LALE DEVRİ
Lâle Devri, Osmanlı Devleti'nde, 1718 yılında Avusturya ile imzalanan Pasarofça Antlaşması ile başlayıp, 1730 yılındaki Patrona Halil İsyanı ile sona eren dönemdir. Bu dönemin padişahı III. Ahmet, sadrazamı Nevşehirli Damat İbrahim Paşa'dır. "Zevk ve sefâ" devri olarak bilinir. Adını, o dönemde İstanbul'da yetiştirilen ve zamanla ünü dünyaya yayılan lale çiçeklerinden alır. Bu dönem gerileme dönemine dahil olmaktadır.

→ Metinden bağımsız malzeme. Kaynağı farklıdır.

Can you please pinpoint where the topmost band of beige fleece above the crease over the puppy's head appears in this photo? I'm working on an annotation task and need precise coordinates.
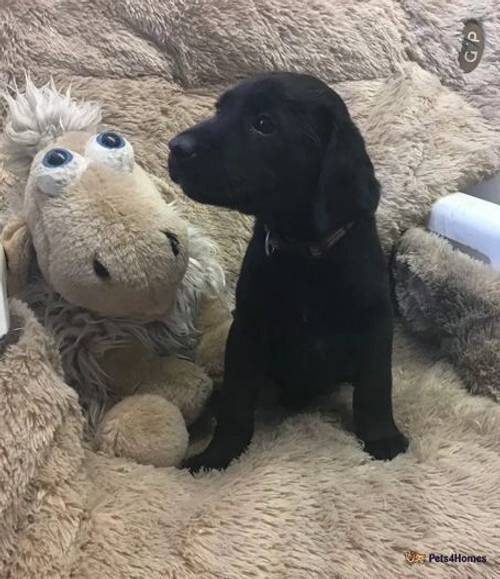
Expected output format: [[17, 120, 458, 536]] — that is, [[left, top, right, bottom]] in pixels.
[[0, 0, 500, 126]]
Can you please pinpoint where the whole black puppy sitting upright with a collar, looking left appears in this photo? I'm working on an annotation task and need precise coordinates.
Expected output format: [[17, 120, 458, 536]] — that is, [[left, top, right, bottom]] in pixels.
[[169, 73, 408, 471]]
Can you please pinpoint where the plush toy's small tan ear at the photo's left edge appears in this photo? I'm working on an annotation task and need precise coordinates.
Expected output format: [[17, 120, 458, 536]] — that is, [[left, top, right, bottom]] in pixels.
[[0, 218, 34, 296]]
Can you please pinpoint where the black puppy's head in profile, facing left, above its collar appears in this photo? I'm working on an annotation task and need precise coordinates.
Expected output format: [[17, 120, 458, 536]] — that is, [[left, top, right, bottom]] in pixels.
[[169, 73, 379, 232]]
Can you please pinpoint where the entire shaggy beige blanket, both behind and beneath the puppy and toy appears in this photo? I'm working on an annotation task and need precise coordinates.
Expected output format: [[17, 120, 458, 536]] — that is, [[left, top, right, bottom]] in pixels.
[[0, 0, 500, 579]]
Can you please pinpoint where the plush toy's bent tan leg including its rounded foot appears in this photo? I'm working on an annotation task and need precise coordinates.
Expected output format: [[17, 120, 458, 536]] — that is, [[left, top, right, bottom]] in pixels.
[[96, 344, 212, 466]]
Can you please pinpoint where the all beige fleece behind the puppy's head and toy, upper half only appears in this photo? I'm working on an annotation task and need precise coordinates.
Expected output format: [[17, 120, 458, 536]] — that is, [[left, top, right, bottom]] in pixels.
[[0, 0, 500, 260]]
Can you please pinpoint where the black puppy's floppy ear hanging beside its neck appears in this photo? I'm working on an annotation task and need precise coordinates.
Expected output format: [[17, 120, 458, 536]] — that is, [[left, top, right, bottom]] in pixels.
[[314, 93, 380, 234]]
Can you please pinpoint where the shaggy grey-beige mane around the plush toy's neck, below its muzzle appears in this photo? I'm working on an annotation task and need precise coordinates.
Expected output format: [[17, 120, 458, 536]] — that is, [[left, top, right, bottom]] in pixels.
[[23, 226, 225, 425]]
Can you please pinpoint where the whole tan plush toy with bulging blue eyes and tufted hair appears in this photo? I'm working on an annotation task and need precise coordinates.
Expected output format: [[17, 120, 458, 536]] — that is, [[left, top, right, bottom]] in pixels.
[[0, 79, 231, 466]]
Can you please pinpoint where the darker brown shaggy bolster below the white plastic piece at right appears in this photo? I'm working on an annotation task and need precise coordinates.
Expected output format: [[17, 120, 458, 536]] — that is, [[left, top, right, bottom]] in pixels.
[[394, 228, 500, 402]]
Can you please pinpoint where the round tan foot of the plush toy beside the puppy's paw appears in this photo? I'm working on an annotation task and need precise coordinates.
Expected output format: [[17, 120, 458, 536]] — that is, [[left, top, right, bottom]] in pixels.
[[96, 394, 189, 466]]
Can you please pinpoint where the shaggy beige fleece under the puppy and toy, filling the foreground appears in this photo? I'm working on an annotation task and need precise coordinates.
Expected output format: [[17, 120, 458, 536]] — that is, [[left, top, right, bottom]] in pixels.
[[0, 302, 500, 579]]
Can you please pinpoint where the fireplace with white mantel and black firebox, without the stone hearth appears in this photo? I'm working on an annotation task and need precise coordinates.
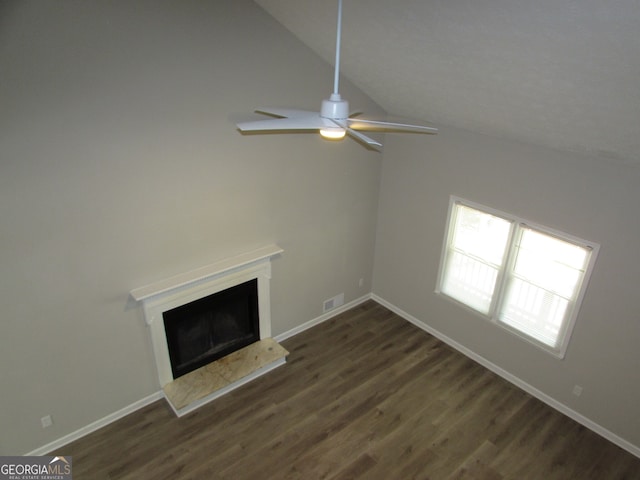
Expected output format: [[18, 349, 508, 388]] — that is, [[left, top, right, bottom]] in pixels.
[[131, 245, 283, 388]]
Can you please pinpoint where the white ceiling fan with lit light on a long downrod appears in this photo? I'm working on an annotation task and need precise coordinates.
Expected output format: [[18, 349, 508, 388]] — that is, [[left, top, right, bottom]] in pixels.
[[237, 0, 438, 148]]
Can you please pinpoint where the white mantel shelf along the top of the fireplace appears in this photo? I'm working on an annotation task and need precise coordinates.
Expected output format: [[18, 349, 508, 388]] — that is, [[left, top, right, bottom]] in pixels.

İnce ve hassas bir ruha sahip olan Sultan III. Ahmet, sadrazam Damat
İbrahim Paşa ile uyum içerisinde çalışmış, bu sırada yaşanan Lâle
Devri'nde sanat ve toplumsal hayata özgün bir anlayış getirilmişti. Sultan III. Ahmet, Topkapı Sarayı ile Yeni Câmii'de birer kütüphane, Ayasofya'da Bâb-ı Humâyun'un
karşısında Türk sanat şaheserlerinden sayılan Sultan Üçüncü Ahmet
Çeşmesi ve İstanbul'un su ihtiyacını karşılamak amacıyla da "Deryayi
Sim" adlı bir su bendi inşa ettirmiştir. Bunlardan başka Üsküdar Yeni
Vâlide Câmii, Çorlulu Ali Paşa Medresesi, Damat İbrahim Paşa Camii ve
Külliyesi, İstanbul'da Yeni Postane arkasında Daarül Hadis ve Sebil,
Ortaköy Camii önündeki çeşme, Üsküdar Şemsi Paşa'da Hüsrev Ağa Camii
önündeki çeşme ve Çubuklu Camii yanındaki Mesire Çeşmesi gibi eserler de
yine bu dönemde yapılmıştır.
Dönemin belki de en gözde eseri olan Sâdâbâd, maalesef günümüze kadar gelememiş, bize yıkıntıdan fazla bir şey kalmamıştır.